The $200 million trial sponsored by the National Cancer Institute will compare chest X-rays and spiral CT scanning, a more expensive technique that can detect smaller and therefore less advanced tumors.
"Conventional wisdom suggests that the smaller the tumor when it is found, the more likely the chance of survival, but that remains to be proven," said Dr. Denise Aberle, a UCLA radiologist who is one of the study's principal investigators.
In the trial, volunteers will be randomly assigned to one of the two imaging techniques and screened annually for three years. Participants will then be followed for an additional five years to determine whether either screening method improves survival.
The Johns Hopkins School of Medicine is one of 30 medical centers across the country planning to take part in the trial.

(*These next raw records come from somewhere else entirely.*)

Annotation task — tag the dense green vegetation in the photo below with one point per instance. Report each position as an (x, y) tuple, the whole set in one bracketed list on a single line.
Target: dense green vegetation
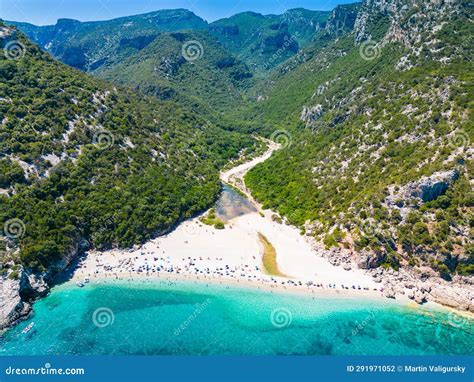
[(91, 45), (367, 130), (129, 167), (367, 112), (264, 42), (203, 74)]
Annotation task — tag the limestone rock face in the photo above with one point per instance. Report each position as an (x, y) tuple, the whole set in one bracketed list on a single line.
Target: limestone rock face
[(425, 189)]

Centers will enroll men and women who are current or former smokers and have never had a cancer diagnosis.
"There really hasn't been a major improvement in early diagnosis and even treatment of lung cancer in a half a century," said John R. Seffrin, chief executive of the American Cancer Society, which is helping to promote the trial.
Making headway against lung cancer is important because the disease remains the leading cancer killer in the United States, accounting for 150,000 deaths and 169,000 new cases annually, according to the cancer society.
The CT machines scan the entire chest for about 15 to 25 seconds and construct a three-dimensional model of the lungs. Hospitals routinely use the machines to determine the size of tumors after a cancer diagnosis, though some have begun using them to screen undiagnosed smokers for evidence of early cancer.
Spiral CT scanners can pick up tumors smaller than 1 centimeter in diameter; chest X-rays can identify tumors 1 to 2 centimeters across.
It remains to be seen whether people whose cancers are diagnosed at either stage live longer than those whose cancers are detected later.
It is possible that early detection of lung cancers will lead to surgery and other risky treatments without any reduction in death rates, Aberle said. It is also possible, she said, that aggressive screening will turn up slow-growing cancers that would never kill the patient if left alone. A similar controversy surrounds early detection of breast and prostate cancers.